1. On all hosts, we configured /etc/nsswitch.conf with "files sss" for
   the passwd/group databases.  This means that if a user has a local
   account in the passwd/group files, that account will be used
   instead of the sssd mapping.

2. For all new hosts we build, we don't push any user accounts to the
   passwd/group files; i.e., the /etc/passwd and /etc/group files
   contain only system accounts.  So on new hosts, the sssd mappings
   will always be used, for all users.

3. For new users who join our organization, we no longer push out
   manual passwd/group entries to legacy hosts.  So new users who log
   into legacy hosts will receive sssd passwd/group mappings, but old
   users who already had entries in the passwd/group files will
   continue to use those mappings.

4. Over time, as legacy hosts rot off, gradually all hosts will be
   providing user passwd/group information solely via sssd mapping.

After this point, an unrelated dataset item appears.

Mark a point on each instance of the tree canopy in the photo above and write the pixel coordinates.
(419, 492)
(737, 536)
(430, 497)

For us, this was the only feasible way to transition, as we have
terabytes of local data spread across millions of files.  So, manually
chowning all files on all filesystems on all hosts was an intractable
problem.

> Also a question about pam_mkhomedir I have used this successfully in
> the past, on a BeeGFS filesystem where all the clients have
> read/write access.  If the workstation is an NFS client, then
> creating a new home directory for a user should not be possible,
> given that root squash is configured on the NFS share.
>
> Is there a smart way to get pam_mkhomedir to work on an NFS client
> system?  Or perhaps the user needs to log into the NFS server system
> one time only (assuming logins are encouraged directly to servers
> like that anyway)

Since our NFS server is a Linux host, our solution was to write a
create-home-dirs(8) script to pre-create home directories.  The script
enumerates a configurable list of OUs in Active Directory to find
users, using the host's machine account to bind to AD.  It runs
hourly, so users have home directories on our Linux NFS clients fairly
quickly after their account is created in AD.